MESA, Ariz. - This man says he's not sure exactly what he filmed. And frankly, neither are we.
Many believe there is something out there, and it seems Arizona has become the center of it all.
"Holy cow. Is this real?"
That was the reaction of a Mesa man who shot video from his cell phone Tuesday of a dot in the sky next to two airplanes that suddenly disappeared.
Pat Burke said he's always wanted to capture a UFO on video.
“I’m fascinated by them. I believe it’s real. How can we be the only life on this planet? Let’s face it – there’s something bigger than us," he said.
Whether the video is real, it's now part of a long line of UFO sightings that have made Arizona UFO country.
Earlier this week, the Federal Aviation Administration released audio from late February in which two different pilots report an encounter with a mysterious object in the sky overhead.
"I don't know what it was – it wasn't an airplane. But it was ... the path was going in the opposite direction," said one of the pilots in the recording.

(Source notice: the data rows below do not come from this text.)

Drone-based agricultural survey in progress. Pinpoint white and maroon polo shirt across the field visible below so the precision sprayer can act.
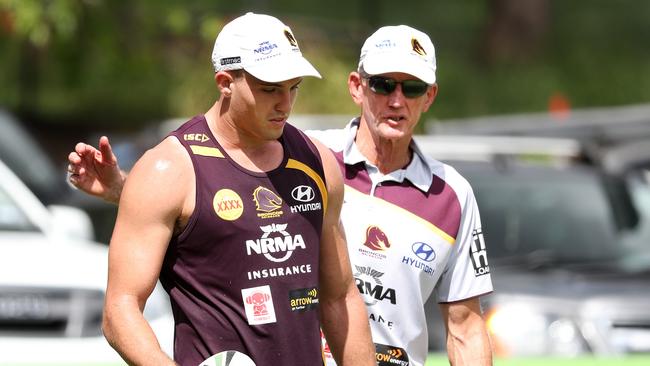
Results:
[307,118,492,365]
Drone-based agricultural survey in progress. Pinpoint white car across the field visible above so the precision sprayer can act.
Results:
[0,161,173,365]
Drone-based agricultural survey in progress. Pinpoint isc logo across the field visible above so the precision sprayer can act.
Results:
[183,133,210,142]
[469,229,490,277]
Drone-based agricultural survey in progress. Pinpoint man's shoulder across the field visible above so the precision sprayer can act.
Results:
[424,156,472,195]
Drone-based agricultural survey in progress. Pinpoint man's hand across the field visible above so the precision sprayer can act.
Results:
[68,136,126,204]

And, of course, there's the mother of all Arizona UFO sightings, the Phoenix Lights — a string of bright lights in a V formation seen by witnesses across the Valley in 1997.
But then again, we've explained away plenty of false alarms
A streak across the sky in December and again in February was really a Space X rocket both times.
We've seen saucers over Flagstaff that are actually lenticular clouds.
And a strange formation in Queen Creek turned out to be balloons released by a Mormon church.
But the Pentagon admitted late last year it previously had a program that studied UFOs, and it later released video of a strange encounter by a Navy jet.
"What ... is that thing?" one pilot can be heard saying in the video.
Whether the latest sighting is real, it's fun to wonder.
“I don’t know. I’m not an expert on that either. There’s a lot of things in this world that are unexplained, and this is just one of them," Burke said.
The FAA and the state said they do not comment on these types of videos.